MOGADISHU: As the government steps up an offensive against the Islamists, authorities reported that nine persons, including senior regional officials, were murdered in twin vehicle bombs in central Somalia on Monday.
Beledweyne, a city in the centre of recent offensives against the militants affiliated to Al Qaeda who control vast swaths of Somalia, saw the explosion of two explosive-packed automobiles outside of local government buildings minutes apart.
A state minister and a commissioner are among the nine victims whose deaths have been “confirmed by the initial information we have received,” according to Mohammad Moalim Ali, a commander of the neighbourhood police.
The government announced on Monday that Abdullahi Yare, a key Al Shabaab operative, was killed in a joint air attack on Saturday in the country’s south as part of the robust counterinsurgency being waged by Somali forces and their “foreign security allies.”
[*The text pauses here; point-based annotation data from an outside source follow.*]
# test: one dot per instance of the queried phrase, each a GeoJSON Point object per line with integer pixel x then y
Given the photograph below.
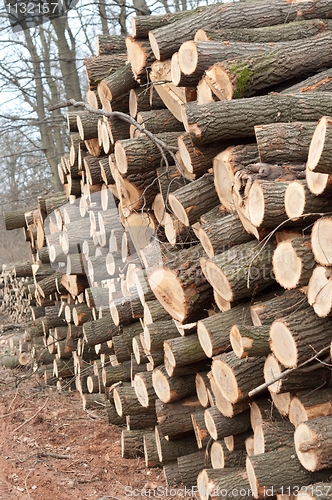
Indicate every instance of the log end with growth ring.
{"type": "Point", "coordinates": [317, 143]}
{"type": "Point", "coordinates": [287, 265]}
{"type": "Point", "coordinates": [294, 200]}
{"type": "Point", "coordinates": [188, 57]}
{"type": "Point", "coordinates": [239, 344]}
{"type": "Point", "coordinates": [169, 292]}
{"type": "Point", "coordinates": [321, 240]}
{"type": "Point", "coordinates": [283, 345]}
{"type": "Point", "coordinates": [303, 434]}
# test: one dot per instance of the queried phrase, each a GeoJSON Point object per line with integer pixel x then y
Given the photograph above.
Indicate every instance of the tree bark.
{"type": "Point", "coordinates": [214, 331]}
{"type": "Point", "coordinates": [224, 120]}
{"type": "Point", "coordinates": [283, 142]}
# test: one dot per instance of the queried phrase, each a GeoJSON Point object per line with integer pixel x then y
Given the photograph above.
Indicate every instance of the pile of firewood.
{"type": "Point", "coordinates": [183, 279]}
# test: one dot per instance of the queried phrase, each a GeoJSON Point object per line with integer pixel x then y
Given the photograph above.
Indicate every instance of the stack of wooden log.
{"type": "Point", "coordinates": [186, 270]}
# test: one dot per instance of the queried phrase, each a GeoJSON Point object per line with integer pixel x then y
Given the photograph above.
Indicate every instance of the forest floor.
{"type": "Point", "coordinates": [39, 425]}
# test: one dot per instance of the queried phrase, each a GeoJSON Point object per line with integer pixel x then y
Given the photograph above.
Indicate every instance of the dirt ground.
{"type": "Point", "coordinates": [39, 424]}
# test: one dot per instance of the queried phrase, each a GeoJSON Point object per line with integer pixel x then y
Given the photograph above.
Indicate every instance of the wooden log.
{"type": "Point", "coordinates": [305, 406]}
{"type": "Point", "coordinates": [245, 74]}
{"type": "Point", "coordinates": [150, 450]}
{"type": "Point", "coordinates": [228, 16]}
{"type": "Point", "coordinates": [100, 330]}
{"type": "Point", "coordinates": [170, 389]}
{"type": "Point", "coordinates": [282, 142]}
{"type": "Point", "coordinates": [319, 156]}
{"type": "Point", "coordinates": [296, 30]}
{"type": "Point", "coordinates": [214, 331]}
{"type": "Point", "coordinates": [302, 380]}
{"type": "Point", "coordinates": [99, 67]}
{"type": "Point", "coordinates": [168, 451]}
{"type": "Point", "coordinates": [226, 164]}
{"type": "Point", "coordinates": [250, 341]}
{"type": "Point", "coordinates": [221, 457]}
{"type": "Point", "coordinates": [190, 202]}
{"type": "Point", "coordinates": [179, 285]}
{"type": "Point", "coordinates": [215, 482]}
{"type": "Point", "coordinates": [174, 419]}
{"type": "Point", "coordinates": [301, 202]}
{"type": "Point", "coordinates": [261, 470]}
{"type": "Point", "coordinates": [236, 377]}
{"type": "Point", "coordinates": [315, 491]}
{"type": "Point", "coordinates": [196, 57]}
{"type": "Point", "coordinates": [220, 426]}
{"type": "Point", "coordinates": [269, 436]}
{"type": "Point", "coordinates": [190, 466]}
{"type": "Point", "coordinates": [313, 443]}
{"type": "Point", "coordinates": [132, 443]}
{"type": "Point", "coordinates": [297, 337]}
{"type": "Point", "coordinates": [235, 273]}
{"type": "Point", "coordinates": [264, 313]}
{"type": "Point", "coordinates": [224, 120]}
{"type": "Point", "coordinates": [141, 154]}
{"type": "Point", "coordinates": [126, 402]}
{"type": "Point", "coordinates": [183, 351]}
{"type": "Point", "coordinates": [293, 262]}
{"type": "Point", "coordinates": [220, 230]}
{"type": "Point", "coordinates": [118, 83]}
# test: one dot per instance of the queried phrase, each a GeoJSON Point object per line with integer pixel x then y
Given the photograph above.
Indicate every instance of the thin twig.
{"type": "Point", "coordinates": [33, 416]}
{"type": "Point", "coordinates": [284, 374]}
Yare, an Al Shabaab co-founder with a $3 million US bounty on his head, was reportedly the next in line to succeed the organization’s ailing top Ahmed Diriye as its leader, the government said.US Africa Command announced on Monday that it had coordinated a drone attack on Al-Shabaab two days prior with the federal government of Somalia.
According to the command’s preliminary assessment, no civilians were hurt or killed in the strike, which killed an Al Shabaab senior, according to a statement.After a series of violent attacks, including a 30-hour hotel siege in the capital Mogadishu that left 21 people dead, Hassan Sheikh Mohamud, Somalia’s recently elected president, has declared an all-out war on the terrorists.
Last month, as government forces backed by local clan militias launched offensives in the Hiraan region, the capital of which is Beledweyne, Mohamud warned people to avoid areas under the control of Al Shabaab.
Officials from the military and clan elders claimed that the locals had made the decision to use force against the militants after they were suspected of extorting money from them.